Cette solution fragilise la réserve héréditaire et, comme cela a été longuement montré en doctrine, n’est pas fondée en droit. En effet, dans ces contrats, « l’équivalence entre le capital versé et les primes payées, l’absence de tout aléa économique révèlent qu’il s’agit de contrats de fortune faite, qui, lorsqu’ils se dénouent par le décès, opèrent purement et simplement la transmission d’une épargne accumulée, et une transmission dont l’intention libérale constitue l’explication la plus naturelle ». Sans préjudice des dispositions fiscales propres à l’assurance-vie que cette évolution ne remettrait pas en cause, il est donc proposé d’abandonner cette solution jurisprudentielle et de soumettre l’assurance-vie au droit commun des successions et des libéralités.

[…]

Cette proposition permettrait de respecter les catégories juridiques du droit civil et de compenser, moyennant un élargissement de son assiette, la diminution par ailleurs proposée du montant de la réserve héréditaire (v. proposition n°19). Elle ne conduirait cependant pas à regarder tout contrat d’assurance-vie comme une donation mais à le traiter comme telle lorsqu’il constitue une libéralité. […] Il serait utile d’engager une réflexion visant à identifier les critères – tel, par exemple, l’existence d’une faculté de rachat – permettant de faire le départ entre les assurances-vie constitutives de libéralités et les autres.

[…]

Resterait néanmoins la question de la mise en œuvre dans le temps de la réintégration civile de l’assurance-vie dans la succession, si cette proposition devait être retenue. La concernant, il serait sans doute plus difficile que pour les autres libéralités de prévoir l’application de la mesure aux successions ouvertes à compter de l’entrée en vigueur de la loi nouvelle, s’agissant de produits d’assurance bien souvent présentés aux souscripteurs au regard notamment des incidences successorales qui sont les leurs au moment de leur conclusion. La sécurité juridique pourrait ainsi justifier des dispositions transitoires propres, destinées à permettre une entrée en vigueur progressive de la mesure.

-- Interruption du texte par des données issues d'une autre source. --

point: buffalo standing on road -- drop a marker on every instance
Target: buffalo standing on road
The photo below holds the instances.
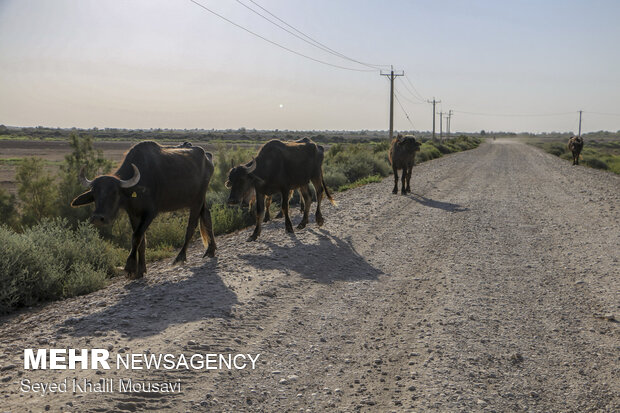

Dans ces circonstances, il est permis de penser que, si une réforme législative devait intervenir, elle pourrait prendre le parti de différer l’entrée en vigueur de la loi nouvelle au-delà du lendemain de sa publication et de prévoir l’application immédiate de la loi nouvelle aux successions ouvertes à compter de son entrée en vigueur, y compris aux libéralités faites antérieurement à cette date, sous réserve de ce qui vient d’être dit pour les assurances-vie constitutives de libéralités.